"One day, the writer would recognize the near simultaneity of connected but dissimilar momentous events - these are what move a story forward - but at the moment Danny lost consciousness in Carmella's sweet-smelling arms, the exhausted boy had merely been thinking: How coincidental is this? (He was too young to know that, in any novel with a reasonable amount of forethought, there were no coincidences.)" - from Last Night in Twisted River
John Irving wrote that, a writer who once wrote my favorite book (A Prayer for Owen Meany). A writer who has said something to the effect of, I don't write well, but I rewrite well.
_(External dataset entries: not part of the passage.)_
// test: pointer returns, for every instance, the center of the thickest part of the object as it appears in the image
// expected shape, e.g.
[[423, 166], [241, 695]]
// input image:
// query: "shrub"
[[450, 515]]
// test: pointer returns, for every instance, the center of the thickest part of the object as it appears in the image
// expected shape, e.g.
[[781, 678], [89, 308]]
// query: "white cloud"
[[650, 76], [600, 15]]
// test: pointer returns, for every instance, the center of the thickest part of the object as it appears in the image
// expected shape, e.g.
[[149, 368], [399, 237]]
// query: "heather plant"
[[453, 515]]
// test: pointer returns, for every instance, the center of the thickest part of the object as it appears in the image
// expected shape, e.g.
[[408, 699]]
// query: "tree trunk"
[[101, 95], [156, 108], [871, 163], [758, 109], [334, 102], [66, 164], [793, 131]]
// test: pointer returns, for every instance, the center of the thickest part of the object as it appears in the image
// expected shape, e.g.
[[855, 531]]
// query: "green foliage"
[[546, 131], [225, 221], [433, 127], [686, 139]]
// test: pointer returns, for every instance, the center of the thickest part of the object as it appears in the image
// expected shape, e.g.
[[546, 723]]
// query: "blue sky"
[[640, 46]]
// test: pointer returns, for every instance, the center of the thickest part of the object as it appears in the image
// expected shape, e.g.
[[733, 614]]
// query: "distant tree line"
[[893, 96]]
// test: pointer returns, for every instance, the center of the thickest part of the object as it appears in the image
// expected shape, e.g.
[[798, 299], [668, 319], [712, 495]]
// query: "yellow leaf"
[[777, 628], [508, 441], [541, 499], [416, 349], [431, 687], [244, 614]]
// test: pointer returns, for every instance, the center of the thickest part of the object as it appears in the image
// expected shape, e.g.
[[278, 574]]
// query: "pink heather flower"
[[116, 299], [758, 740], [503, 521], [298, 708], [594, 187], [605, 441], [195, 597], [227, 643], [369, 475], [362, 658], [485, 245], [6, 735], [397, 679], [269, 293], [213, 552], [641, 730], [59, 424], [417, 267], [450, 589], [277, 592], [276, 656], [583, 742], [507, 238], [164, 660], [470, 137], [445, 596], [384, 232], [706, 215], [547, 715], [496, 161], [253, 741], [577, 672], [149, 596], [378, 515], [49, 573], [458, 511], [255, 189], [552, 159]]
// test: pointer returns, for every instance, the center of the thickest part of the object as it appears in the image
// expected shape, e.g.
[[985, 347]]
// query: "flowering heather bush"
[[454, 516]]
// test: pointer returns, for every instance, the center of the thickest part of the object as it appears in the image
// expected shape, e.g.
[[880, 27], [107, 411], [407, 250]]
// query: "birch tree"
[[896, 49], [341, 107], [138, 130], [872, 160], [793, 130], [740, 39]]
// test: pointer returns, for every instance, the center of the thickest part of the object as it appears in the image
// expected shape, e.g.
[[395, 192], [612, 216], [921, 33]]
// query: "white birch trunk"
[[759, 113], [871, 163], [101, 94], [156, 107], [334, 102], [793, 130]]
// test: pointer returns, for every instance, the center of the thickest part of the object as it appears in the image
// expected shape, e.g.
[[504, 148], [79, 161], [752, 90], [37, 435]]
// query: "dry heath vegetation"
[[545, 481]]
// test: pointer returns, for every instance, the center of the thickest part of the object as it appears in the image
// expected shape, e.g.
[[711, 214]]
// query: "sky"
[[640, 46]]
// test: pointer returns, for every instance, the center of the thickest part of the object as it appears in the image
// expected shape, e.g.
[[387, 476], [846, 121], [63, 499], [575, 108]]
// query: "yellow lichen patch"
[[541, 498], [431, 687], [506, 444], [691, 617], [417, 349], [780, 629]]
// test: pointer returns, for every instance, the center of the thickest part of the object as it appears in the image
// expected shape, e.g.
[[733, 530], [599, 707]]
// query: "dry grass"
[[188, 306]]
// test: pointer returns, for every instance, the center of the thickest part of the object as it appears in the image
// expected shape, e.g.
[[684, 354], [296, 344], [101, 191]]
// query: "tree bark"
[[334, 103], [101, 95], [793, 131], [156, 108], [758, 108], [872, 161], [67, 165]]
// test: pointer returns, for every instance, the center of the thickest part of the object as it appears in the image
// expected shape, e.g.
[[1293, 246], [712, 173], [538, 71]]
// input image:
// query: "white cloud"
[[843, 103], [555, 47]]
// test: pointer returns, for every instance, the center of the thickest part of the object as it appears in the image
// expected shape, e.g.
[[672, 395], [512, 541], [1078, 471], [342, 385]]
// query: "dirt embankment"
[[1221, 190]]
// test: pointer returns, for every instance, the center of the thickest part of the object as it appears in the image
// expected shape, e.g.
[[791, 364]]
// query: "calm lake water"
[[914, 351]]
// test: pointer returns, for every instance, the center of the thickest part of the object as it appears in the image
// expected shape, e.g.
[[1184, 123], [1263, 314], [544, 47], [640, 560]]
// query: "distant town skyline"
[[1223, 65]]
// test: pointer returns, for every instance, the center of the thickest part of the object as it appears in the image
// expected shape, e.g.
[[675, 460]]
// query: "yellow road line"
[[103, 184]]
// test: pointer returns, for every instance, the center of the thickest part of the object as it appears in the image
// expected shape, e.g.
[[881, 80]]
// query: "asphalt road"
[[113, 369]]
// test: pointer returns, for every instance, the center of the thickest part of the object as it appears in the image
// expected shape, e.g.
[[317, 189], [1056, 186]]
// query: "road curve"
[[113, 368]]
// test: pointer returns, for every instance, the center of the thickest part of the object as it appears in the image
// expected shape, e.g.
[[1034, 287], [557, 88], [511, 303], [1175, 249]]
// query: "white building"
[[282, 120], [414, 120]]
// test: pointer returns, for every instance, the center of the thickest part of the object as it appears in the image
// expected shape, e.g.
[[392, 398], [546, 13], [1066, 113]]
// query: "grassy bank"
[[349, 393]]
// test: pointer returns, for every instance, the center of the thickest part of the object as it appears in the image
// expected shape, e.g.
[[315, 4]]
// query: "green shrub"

Makes me wonder what the first draft looked like.
Other flinch-worthy moments include writing Italian accents like they were written for 60's pizza commercials: "Say-a no more, Dominic - we don't-a need to know why, or who you're running from!" and awkward race distinctions like this (contrasting an Italian with a Native American): "Her olive-brown skin was not unlike Jane's reddish-brown coloring; her slightly flattened nose and broad cheekbones were the same, as were her dark-brown eyes - like Jane's, Carmella's eyes were almost as black as her hair." Reddish-brown coloring? Really? 'Cause she's an injun?
Really? Really, John Irving? I'm still going to finish it. It's still John Irving.
4 comments:
If it was the first sentence, we could enter it in the Bulwer Lytton contest.
Yes! Except the Bulwer-Lytton contest winners usually have a beginning, middle and end. This one has a beginning, end, middle, another beginning, another end, and an aside. Or something.
I guess even good writers come up with some clunkers. What's surprising is that Irving's editor didn't tell him he ought to re-work the sentence. But maybe the editor thought, well he's John freaking Irving and who am I tell to him anything.
Dan, his editor may have just been glad there were no semicolons in it.